Cycle 1 focused on developing a Patient Safety Graph (PSG) as a test of infrastructure. The PSG is one of the first AI projects at UF Health that focuses on clinical care pathways. Using graph analysis methods, we have created a multigraph that maps how patients, patient characteristics, caregivers, medications, laboratory values, surgeries, intra-hospital transfers and more are interconnected.
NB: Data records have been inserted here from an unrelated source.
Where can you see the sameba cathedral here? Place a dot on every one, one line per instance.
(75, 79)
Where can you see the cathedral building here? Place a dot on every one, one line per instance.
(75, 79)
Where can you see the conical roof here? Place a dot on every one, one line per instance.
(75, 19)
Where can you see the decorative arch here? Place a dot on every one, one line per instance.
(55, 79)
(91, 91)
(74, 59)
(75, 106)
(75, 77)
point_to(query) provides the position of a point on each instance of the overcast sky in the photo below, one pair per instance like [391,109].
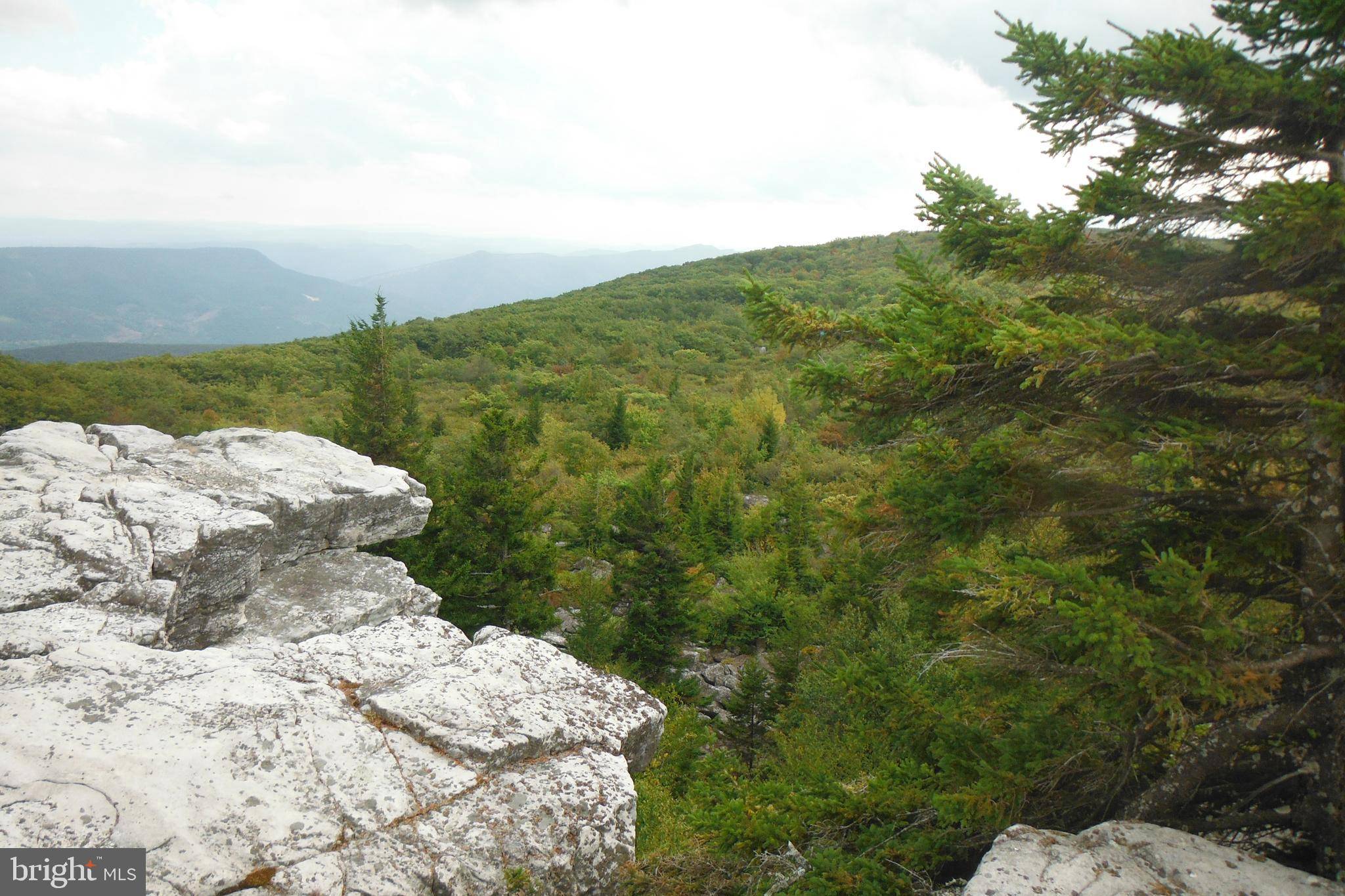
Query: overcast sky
[608,123]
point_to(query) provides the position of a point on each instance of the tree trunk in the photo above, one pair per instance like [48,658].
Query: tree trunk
[1324,620]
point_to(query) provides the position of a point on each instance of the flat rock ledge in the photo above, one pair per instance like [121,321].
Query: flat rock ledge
[1125,859]
[194,660]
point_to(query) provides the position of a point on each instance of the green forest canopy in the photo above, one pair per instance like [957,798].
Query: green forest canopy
[1052,524]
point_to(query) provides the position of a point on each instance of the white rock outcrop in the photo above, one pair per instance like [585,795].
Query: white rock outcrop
[195,661]
[1121,859]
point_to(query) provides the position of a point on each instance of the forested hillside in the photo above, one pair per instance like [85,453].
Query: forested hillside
[1034,517]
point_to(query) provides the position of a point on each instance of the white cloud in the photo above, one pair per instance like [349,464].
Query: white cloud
[602,121]
[26,15]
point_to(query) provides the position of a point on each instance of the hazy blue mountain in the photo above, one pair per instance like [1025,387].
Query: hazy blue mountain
[482,280]
[76,352]
[337,253]
[225,296]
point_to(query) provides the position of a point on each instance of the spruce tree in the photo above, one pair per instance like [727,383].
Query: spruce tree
[533,421]
[748,714]
[483,554]
[380,417]
[1130,468]
[770,441]
[617,433]
[650,578]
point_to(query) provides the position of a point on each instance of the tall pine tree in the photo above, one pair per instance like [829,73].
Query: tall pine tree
[380,417]
[1130,471]
[650,578]
[482,551]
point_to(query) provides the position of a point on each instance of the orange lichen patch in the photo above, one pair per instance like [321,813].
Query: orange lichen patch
[256,879]
[349,689]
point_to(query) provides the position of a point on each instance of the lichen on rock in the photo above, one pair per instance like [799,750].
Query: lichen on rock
[195,661]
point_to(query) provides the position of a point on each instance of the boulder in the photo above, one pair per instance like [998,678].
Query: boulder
[181,530]
[194,660]
[1119,859]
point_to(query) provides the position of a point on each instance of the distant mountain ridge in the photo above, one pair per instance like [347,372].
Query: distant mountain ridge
[185,296]
[70,300]
[77,352]
[482,280]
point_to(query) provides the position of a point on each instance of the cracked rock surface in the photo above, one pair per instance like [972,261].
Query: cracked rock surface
[195,661]
[1124,857]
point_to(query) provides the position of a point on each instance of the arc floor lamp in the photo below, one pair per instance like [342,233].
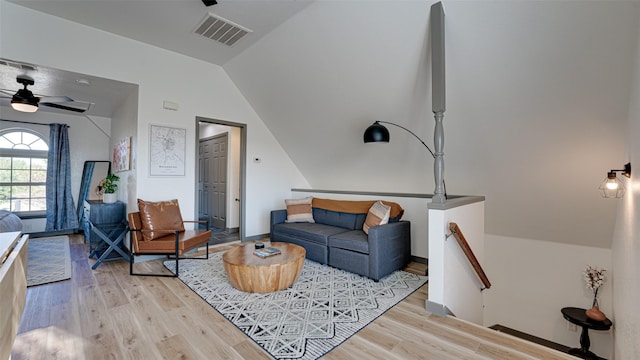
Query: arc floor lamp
[377,132]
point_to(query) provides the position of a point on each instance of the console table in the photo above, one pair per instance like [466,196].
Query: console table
[579,317]
[105,228]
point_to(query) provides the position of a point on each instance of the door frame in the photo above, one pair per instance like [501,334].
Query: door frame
[243,167]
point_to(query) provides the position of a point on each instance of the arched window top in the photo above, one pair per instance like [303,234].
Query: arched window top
[22,139]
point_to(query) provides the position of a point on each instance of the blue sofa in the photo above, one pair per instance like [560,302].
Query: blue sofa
[336,239]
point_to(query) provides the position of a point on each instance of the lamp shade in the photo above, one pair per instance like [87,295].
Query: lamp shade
[376,133]
[612,187]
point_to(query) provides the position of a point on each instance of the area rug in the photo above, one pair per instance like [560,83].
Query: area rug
[321,310]
[49,260]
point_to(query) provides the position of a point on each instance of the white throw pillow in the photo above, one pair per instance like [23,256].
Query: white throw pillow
[378,215]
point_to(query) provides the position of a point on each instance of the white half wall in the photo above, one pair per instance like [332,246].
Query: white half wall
[532,280]
[453,282]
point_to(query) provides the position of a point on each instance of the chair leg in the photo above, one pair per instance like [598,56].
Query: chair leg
[145,274]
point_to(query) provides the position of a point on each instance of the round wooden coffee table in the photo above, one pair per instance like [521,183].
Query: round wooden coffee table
[251,273]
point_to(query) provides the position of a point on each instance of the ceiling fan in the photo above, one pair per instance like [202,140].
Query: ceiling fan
[24,100]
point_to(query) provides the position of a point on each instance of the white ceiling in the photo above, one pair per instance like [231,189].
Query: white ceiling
[168,24]
[102,95]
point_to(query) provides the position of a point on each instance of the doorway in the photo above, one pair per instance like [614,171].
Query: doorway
[220,177]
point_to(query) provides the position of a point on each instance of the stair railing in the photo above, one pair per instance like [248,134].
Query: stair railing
[466,249]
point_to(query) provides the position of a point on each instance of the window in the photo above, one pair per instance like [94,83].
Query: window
[23,171]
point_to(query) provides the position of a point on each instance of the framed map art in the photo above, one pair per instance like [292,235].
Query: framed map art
[167,149]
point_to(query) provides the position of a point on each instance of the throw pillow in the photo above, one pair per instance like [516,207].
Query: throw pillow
[160,215]
[299,210]
[378,215]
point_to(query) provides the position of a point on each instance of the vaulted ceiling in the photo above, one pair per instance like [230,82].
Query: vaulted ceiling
[537,91]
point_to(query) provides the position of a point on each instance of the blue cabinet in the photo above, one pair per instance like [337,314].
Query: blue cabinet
[105,229]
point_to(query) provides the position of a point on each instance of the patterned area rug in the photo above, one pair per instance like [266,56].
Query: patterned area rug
[321,310]
[49,260]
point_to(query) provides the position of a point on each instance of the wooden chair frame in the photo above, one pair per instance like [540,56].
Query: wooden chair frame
[170,255]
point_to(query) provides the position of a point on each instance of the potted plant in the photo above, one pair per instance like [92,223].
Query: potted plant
[108,187]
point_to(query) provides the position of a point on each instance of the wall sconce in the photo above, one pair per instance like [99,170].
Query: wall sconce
[612,187]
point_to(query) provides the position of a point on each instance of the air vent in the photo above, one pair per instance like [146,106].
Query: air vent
[18,65]
[221,30]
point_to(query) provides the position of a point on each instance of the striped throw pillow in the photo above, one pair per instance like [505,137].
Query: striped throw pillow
[299,210]
[378,215]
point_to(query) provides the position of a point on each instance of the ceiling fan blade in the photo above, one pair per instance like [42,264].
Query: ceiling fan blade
[62,107]
[56,99]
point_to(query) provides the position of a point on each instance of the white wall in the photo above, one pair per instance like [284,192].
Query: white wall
[626,239]
[537,96]
[415,211]
[532,280]
[124,125]
[87,142]
[201,89]
[452,280]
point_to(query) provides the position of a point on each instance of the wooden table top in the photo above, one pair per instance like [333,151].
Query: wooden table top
[579,317]
[244,256]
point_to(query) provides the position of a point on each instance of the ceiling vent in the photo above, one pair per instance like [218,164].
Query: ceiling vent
[221,30]
[18,65]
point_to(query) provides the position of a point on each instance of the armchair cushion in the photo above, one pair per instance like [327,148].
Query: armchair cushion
[157,216]
[187,240]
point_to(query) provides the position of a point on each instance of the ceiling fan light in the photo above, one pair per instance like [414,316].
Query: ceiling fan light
[24,101]
[24,105]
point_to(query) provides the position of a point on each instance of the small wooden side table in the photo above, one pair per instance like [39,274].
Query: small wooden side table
[577,316]
[251,273]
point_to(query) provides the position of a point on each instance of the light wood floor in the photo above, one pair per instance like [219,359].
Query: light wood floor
[107,314]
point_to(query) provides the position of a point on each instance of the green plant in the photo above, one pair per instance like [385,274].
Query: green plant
[110,184]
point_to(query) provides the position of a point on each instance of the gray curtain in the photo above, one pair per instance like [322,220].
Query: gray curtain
[61,214]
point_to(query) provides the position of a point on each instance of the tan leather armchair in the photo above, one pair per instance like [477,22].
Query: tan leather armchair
[158,229]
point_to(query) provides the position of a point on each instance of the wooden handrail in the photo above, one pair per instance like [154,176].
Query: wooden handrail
[464,245]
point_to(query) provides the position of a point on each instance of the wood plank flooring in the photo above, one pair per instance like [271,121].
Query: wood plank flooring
[107,314]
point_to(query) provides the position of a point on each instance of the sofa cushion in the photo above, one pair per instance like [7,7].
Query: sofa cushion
[160,215]
[299,210]
[318,233]
[378,215]
[340,219]
[355,207]
[354,240]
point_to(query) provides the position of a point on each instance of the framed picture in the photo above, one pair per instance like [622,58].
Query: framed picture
[122,155]
[167,150]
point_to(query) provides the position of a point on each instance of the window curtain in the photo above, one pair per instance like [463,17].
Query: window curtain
[61,214]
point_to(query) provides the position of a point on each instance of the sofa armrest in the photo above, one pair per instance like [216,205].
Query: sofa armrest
[389,248]
[277,217]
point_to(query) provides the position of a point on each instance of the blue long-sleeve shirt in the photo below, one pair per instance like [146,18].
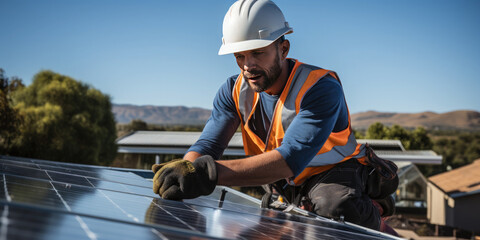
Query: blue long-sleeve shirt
[323,110]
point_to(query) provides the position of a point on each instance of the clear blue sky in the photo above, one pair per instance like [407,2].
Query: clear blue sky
[395,56]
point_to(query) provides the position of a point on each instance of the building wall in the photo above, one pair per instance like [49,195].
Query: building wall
[467,213]
[436,205]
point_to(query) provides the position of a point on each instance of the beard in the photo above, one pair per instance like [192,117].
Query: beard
[269,76]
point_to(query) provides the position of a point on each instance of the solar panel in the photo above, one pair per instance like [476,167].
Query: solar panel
[51,200]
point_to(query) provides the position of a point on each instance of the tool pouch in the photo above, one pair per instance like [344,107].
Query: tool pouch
[382,179]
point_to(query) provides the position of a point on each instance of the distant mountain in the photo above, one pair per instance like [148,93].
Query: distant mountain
[466,120]
[124,113]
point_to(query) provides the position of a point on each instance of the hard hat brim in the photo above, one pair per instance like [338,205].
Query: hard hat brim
[249,44]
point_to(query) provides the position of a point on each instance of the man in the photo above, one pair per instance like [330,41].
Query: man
[295,126]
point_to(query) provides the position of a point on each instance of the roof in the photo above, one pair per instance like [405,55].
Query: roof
[53,200]
[167,142]
[460,181]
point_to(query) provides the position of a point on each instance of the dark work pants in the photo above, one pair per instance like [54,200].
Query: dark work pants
[340,191]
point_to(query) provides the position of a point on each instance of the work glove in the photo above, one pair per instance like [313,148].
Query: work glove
[182,179]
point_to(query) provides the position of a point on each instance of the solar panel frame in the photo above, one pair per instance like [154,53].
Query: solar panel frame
[106,197]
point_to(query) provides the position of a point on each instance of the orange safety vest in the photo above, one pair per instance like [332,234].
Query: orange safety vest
[340,146]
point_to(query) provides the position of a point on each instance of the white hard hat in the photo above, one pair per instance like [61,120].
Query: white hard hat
[252,24]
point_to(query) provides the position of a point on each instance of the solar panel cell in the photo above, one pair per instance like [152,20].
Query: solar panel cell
[49,200]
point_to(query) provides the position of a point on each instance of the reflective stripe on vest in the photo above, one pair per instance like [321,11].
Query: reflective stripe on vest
[339,146]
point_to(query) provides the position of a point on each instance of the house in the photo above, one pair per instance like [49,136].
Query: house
[141,149]
[453,198]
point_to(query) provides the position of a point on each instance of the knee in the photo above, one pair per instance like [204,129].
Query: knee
[356,210]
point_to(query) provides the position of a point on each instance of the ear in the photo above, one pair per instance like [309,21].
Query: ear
[284,48]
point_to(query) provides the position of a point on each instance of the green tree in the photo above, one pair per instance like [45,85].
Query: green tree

Moreover, we have used timestamps to examine how these connections evolve over time, culminating in outcomes of interest.

Cycle 2

RAPiDS Cycle 2 (RC2) aims to develop transdisciplinary collaborations of AI engineers and clinical experts to apply new AI infrastructure to critical QI problems at UF Health. Proposals should address health and health care challenges for select populations (maternal care; surgery, trauma & acute injury; and Alzheimer’s disease and related dementias and care of older adults) leveraging RAPiDS-supported AI resources including geospatial data and social determinants of health, Patient Safety Graph & care pathway optimization using Graph Neural Networks, and Natural Language Processing (NLP) of clinical text documents.

AI in Medical Education

In conjunction with Francois Modave, Ph.D., and Chris Giordano, M.D., we have developed a series of courses for physicians and medical students to learn more about AI. These courses are designed to accommodate physicians’ busy schedules and focused learning interests, providing a foundational understanding of the principles of AI in health care.

AI Governance & Integration

Working closely with UF Health, the Clinical and Translational Science Institute, the Intelligent Critical Care Center and UF Health’s chief data scientist, we are developing infrastructure supporting the College of Medicine.